Awas, Terlalu Sering Nonton TV dan Main Gadget Bisa Merusak Otak Anak

    0
    89
    Advertisement

    ToeNTAS.com,- Munculnya ponsel dan tablet mengubah arti bermain dengan teman-teman. Para peneliti berharap para orangtua membawa anak-anak kembali ke taman bermain dan tidak sibuk bermain online, karena efek negatifnya pada anak-anak.

    Sebuah studi baru, yang diterbitkan dalam jurnal JAMA Pediatrics, menemukan bahwa ponsel, tablet, dan bahkan televisi dapat menunda perkembangan otak pada bayi, balita, dan anak prasekolah. Para peneliti menganalisis pemindaian otak anak-anak, usia tiga hingga lima tahun, dan paparan mereka terhadap layar. Anak-anak yang terpapar TV dan gadget selama lebih dari satu jam sehari tanpa keterlibatan orangtua, terlihat memiliki tingkat perkembangan yang lebih rendah dalam area putih otak mereka.
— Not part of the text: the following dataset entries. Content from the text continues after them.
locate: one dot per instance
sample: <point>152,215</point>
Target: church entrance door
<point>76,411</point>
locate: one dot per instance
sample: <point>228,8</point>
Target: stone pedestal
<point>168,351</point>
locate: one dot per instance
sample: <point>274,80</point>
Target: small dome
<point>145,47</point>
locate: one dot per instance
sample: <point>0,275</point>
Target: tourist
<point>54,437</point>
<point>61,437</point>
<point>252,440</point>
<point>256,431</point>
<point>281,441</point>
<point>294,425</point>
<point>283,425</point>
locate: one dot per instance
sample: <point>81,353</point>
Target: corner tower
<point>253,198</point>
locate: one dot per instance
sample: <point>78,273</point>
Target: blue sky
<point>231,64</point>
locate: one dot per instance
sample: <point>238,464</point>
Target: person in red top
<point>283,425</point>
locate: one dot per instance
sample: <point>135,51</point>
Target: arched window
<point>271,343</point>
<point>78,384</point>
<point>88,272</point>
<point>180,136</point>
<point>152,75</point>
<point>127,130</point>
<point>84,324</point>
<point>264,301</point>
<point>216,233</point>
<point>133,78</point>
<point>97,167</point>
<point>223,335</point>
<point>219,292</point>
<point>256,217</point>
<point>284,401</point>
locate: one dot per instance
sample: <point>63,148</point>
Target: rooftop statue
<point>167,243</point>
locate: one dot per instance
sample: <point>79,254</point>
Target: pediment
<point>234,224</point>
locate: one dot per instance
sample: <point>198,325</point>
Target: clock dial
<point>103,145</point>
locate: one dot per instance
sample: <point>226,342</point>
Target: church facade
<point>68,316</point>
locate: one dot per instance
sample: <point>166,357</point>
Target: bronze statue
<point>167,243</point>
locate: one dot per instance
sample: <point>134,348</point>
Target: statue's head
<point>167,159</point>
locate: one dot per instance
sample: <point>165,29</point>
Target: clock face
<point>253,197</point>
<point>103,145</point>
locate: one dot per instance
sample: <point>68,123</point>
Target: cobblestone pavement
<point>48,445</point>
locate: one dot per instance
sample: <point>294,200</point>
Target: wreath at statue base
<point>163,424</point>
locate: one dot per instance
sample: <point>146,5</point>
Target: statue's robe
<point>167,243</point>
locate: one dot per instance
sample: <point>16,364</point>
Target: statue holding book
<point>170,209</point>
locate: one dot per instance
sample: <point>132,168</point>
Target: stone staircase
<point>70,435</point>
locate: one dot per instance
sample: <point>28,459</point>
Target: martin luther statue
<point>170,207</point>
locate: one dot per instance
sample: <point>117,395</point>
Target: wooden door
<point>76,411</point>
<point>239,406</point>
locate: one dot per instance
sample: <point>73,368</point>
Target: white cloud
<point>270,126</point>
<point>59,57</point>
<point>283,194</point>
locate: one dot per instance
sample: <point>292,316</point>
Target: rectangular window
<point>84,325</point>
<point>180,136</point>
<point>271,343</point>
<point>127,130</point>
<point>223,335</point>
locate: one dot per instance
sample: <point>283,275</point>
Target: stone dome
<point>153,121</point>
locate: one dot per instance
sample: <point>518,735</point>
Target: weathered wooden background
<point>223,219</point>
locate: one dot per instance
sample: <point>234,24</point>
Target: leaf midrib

    Wilayah ini memainkan peran penting dalam keterampilan bahasa, literasi, dan kognitif. “Ini adalah studi pertama yang mendokumentasikan hubungan antara penggunaan layar dan ukuran struktur dan keterampilan otak yang lebih rendah pada anak-anak usia prasekolah,” kata John Hutton, penulis utama penelitian dan seorang dokter anak dan peneliti klinis di Rumah Sakit Anak Cincinnati. “Ini penting karena otak berkembang paling cepat dalam lima tahun pertama.”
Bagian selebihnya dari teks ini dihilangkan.